TENTATO OMICIDIO PER DUE RICOTTE.
Sono sicuro che i lettori, leggendo il titolo, avranno pensato che all'origine del tentato
omicidio ci siano la povertà e la fame, e cioè che qualcuno, per procurarsi un
po' di cibo, sia ricorso alla violenza. La condanna del gesto, credo da parte di noi tutti, è
senza appello: non ci sono attenuanti quando si uccide qualcuno, fosse anche per
procurarsi del cibo! E che diamine, saremmo alla barbarie!
Uccidere per fame: oh Dio, a che punto può arrivare l'uomo! E poi, non per un tozzo
di pane, fatto comprensibile anche se non giustificabile, ma per un latticinio!
cioè per un di più. Diciamolo pure: per una prelibatezza!
La storia di oggi ci insegna, però, a non avere mai opinioni preconcette, nel senso
che un'affermazione all'apparenza chiarissima, qual è il titolo, può essere
diversamente interpretata.
Cominciamo col dire che non c'è scritto da nessuna parte che chi ha tentato di
uccidere lo abbia fatto per il bisogno o il desiderio di mangiare due ricotte, nè
che avesse fame e neppure che fosse povero. E allora proviamo a capovolgere i nostri stereotipi
considerando l'ipotesi che l'autore del tentato omicidio non fosse affatto povero e che non
avesse fame e neppure desiderasse mangiare delle ricotte!
Ecco che allora potremmo essere indotti a pensare che il ricco, pur di difendere i suoi beni, è
addirittura capace di uccidere! Uccidere per due ricotte! Oh Dio a che punto può arrivare
l'avidità umana! Uccidere per impedire che qualcuno si impossessi di due miseri e insignificanti
latticini!
Ma se la storia di oggi deve insegnarci a non aver mai opinioni preconcette, non vale nemmeno l'assunto
che basti rovesciarle come un calzino, per comprendere la realtà dei fatti, perché essa,
la realtà, è molto spesso così lontana dalla nostra immaginazione da presentarsi,
-capovolgendo il concetto di Karl Marx- come una farsa piuttosto che come la tragedia che temevamo.

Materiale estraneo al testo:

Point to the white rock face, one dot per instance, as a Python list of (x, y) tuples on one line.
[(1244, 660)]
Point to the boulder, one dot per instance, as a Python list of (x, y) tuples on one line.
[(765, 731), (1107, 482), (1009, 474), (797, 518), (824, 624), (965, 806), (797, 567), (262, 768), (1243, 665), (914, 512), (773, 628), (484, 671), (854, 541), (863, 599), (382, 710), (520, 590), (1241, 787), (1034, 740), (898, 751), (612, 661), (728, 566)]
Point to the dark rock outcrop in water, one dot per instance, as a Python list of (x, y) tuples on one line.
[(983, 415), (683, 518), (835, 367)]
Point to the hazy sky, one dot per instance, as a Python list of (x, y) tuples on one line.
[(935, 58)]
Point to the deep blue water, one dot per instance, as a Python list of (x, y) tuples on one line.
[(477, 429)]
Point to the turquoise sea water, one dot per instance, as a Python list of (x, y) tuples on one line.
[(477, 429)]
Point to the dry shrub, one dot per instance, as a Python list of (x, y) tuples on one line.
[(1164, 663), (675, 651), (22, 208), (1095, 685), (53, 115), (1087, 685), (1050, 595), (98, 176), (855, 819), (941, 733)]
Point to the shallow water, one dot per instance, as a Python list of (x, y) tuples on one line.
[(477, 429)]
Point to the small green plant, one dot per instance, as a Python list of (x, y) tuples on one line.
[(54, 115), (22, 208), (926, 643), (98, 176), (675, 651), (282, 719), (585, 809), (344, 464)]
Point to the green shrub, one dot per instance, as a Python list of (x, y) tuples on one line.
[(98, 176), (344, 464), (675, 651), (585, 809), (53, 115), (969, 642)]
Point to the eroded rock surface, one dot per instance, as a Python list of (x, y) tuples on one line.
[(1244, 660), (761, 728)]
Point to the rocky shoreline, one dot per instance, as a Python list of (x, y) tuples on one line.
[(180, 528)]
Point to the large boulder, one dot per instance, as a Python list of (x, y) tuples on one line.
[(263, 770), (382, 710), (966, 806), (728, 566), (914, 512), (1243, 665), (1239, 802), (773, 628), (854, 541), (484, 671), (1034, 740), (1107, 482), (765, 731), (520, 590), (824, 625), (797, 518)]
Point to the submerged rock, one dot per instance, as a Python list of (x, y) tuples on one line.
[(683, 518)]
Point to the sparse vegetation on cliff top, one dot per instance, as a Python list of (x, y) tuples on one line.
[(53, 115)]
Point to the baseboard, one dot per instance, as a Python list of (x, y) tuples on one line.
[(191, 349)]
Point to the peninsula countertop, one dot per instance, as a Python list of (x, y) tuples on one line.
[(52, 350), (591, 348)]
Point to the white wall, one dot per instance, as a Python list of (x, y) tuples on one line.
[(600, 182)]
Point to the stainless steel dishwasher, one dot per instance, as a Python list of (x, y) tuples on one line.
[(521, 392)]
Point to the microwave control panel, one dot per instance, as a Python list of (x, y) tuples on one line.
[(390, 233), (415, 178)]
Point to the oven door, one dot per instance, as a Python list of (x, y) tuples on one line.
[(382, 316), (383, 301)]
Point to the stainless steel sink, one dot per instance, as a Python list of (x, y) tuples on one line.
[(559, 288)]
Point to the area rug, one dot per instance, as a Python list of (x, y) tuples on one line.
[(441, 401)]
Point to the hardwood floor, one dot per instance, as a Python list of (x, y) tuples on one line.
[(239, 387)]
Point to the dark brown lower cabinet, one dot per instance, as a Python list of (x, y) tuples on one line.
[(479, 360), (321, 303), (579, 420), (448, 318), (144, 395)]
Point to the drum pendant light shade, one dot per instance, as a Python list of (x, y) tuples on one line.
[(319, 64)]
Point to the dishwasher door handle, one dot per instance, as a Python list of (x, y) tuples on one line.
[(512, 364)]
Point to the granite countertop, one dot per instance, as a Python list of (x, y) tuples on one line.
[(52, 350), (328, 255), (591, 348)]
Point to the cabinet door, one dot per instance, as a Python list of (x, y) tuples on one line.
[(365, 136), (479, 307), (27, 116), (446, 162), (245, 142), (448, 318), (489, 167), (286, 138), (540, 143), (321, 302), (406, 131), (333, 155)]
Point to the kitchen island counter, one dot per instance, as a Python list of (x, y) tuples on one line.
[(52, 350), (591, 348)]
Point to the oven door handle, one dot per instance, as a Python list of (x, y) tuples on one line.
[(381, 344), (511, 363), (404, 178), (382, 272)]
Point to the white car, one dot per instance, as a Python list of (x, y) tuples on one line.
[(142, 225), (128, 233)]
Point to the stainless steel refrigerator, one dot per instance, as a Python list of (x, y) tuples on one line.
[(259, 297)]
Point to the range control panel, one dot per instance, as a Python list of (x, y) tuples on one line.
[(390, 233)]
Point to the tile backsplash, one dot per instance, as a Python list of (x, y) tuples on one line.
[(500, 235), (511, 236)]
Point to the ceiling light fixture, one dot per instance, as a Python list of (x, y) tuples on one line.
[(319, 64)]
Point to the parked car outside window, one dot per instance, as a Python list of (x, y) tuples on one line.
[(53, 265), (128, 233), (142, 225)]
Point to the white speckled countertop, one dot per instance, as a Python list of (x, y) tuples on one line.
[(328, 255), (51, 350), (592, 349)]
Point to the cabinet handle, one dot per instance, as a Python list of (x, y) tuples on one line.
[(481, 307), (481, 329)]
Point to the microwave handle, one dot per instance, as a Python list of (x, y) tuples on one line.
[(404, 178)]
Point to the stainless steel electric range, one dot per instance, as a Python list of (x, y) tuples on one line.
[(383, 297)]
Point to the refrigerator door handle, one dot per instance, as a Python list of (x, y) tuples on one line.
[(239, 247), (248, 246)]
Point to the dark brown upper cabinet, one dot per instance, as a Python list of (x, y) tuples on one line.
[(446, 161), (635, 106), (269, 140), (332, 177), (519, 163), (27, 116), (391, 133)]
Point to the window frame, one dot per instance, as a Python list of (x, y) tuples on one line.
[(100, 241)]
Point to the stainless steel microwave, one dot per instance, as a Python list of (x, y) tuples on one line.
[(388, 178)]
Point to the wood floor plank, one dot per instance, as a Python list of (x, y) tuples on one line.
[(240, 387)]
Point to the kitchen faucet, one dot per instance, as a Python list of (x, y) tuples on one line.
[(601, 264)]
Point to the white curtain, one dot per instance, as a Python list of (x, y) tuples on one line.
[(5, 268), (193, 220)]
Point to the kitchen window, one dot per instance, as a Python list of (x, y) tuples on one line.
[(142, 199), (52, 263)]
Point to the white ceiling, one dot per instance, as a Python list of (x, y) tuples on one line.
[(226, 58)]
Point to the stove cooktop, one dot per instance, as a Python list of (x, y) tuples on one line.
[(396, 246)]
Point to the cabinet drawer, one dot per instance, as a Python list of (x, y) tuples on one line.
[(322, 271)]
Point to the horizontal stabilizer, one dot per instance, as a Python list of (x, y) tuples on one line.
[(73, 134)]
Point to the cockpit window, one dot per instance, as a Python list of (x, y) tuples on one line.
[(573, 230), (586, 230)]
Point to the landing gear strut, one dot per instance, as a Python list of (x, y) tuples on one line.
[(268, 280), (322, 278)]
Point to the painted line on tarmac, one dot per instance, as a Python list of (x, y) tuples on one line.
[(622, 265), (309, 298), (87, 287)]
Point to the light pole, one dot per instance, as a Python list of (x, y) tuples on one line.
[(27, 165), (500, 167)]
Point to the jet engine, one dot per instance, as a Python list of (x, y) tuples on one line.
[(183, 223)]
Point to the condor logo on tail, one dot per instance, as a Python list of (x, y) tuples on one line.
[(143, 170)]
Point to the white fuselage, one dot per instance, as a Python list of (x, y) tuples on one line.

La storia, realmente accaduta a San Marco a metà Ottocento, è talmente inverosimile che
se ve la raccontassi dubitereste della sua veridicità, per cui ve la trascrivo pari pari come
l'ho trovata tra gli atti della Gran Corte Criminale conservati nell'Archivio di Stato di Cosenza.
Vincenzo Tunno di Fagnano nel 12 maggio 1857 dichiarava alla giustizia che il suo padrone
don Vincenzo Candela di Giuseppe di Sammarco, nella contrada
Scarniglia territorio di S. Marco suddetto, dispiaciuto di non aver dato (il dichiarante)
la sera precedente della ricotta ad alcuni maestri mandati da lui, aveagli scaricato contro un colpo
di fucile per ucciderlo, ma ne era rimasto miracolosamente illeso, comunque dei proiettili gli avessero
rasentato il capo e quindi l'avea inutilmente inseguito perché non si era fatto egli raggiungere.
Che dopo due ore circa il Candela, essendo esso Tunno fuggito, l'avea inseguito per ucciderlo con una
pistola che asportava dalla tasca interna della sua giacca, ma non avea potuto raggiungerlo.
Il motivo di tanta furia omicida è spiegato da un altro testimone, un pastorello di nove anni
di nome Fedele, figlio di Pietro Iacovini, di Fagnano.
La sera di lunedì 11 di questo mese (maggio) il figlio del nostro padrone, Don Vincenzo
Candela, avea mandato nell'ovile la sua domestica Angela Maria a dirci che avessimo dato della
ricotta calda a due maestri che con lui faticavano, e noi avevamo risposto per l'affermativa,
comunque con nostro discapito, perché i foresi dell'ovile siamo a parte dell'utile. Intanto
invece di due come il figlio del padrone avea ordinato, se ne presentarono sei, lo che non poteva
da noi sopportarsi e quindi Vincenzo Tunno, altro pastore, disse che soltanto due fossero
rimasti a mangiare la ricotta gratuitamente, ma gli altri quattro se volevano cibarsene le avessero
pagate a giusto prezzo, perché egli a stomaco vuoto avea dovuto per tutto l'inverno pascolare
le pecore e niuno gli avea somministrato un pane!